True, but Solaris (formerly sunOS) harkens back well before Linux was a twinkle in Linus' eye, and when everyone still thought of Stallman as 'that nutjob who wants to give it all away' assuming they even heard of him instead of the psuedo-religious messiah he is now...
Hmm, if you look at Sun's history, they've never taken on GNU or Stallman, many of the times Sun employees were running Linux before it became 'in vogue' by the 'five minute fanboys', porting GNU software to Solaris, and had embraced openstandards long before Microsoft started ramming their crap through committes with $100 notes attached to them.
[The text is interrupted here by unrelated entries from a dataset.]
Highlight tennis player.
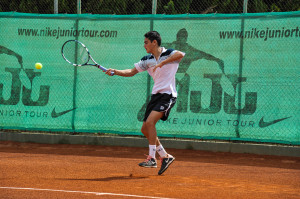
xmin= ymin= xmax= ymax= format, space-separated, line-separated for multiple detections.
xmin=106 ymin=31 xmax=185 ymax=175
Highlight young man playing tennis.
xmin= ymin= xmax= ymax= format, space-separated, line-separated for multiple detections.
xmin=106 ymin=31 xmax=185 ymax=175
Just because Sun weren't jumping out of isles at the 'church of gnu' didn't mean that they weren't doing 'opensource' stuff in their own way - you need to realise that the way a company can interact with the marketplace is completely different to the way Stallman does - everything a person at Sun says might and can be interpeted and might impact on their share price and bottom line - unlike Sun, Stallman doesn't have to worry about such things, he can rant and rave, and it won't make a lick of difference.
Edited 2007-03-24 11:31
Solaris has been like that for a while
I think at some point in the near future, OpenSolaris will be just as user-friendly as PCBSD, and just like PCBSD already has a great license.
IMHO OpenSolaris is already for the desktop; I'm running SX:CE Build 60 and from my experience for the last couple of days IMHO it is very much ready.
As for commercial applications; ultimately, one can make as much noise to these companies as one wants, but at the end of the day, if the commercial companies are narrow minded enough not to port their applications to the said operating system, it isn't the fault of the operating system vendor.
What it should be, however, is a catalyst for the opensource community to rally around and create an opensource version of that application.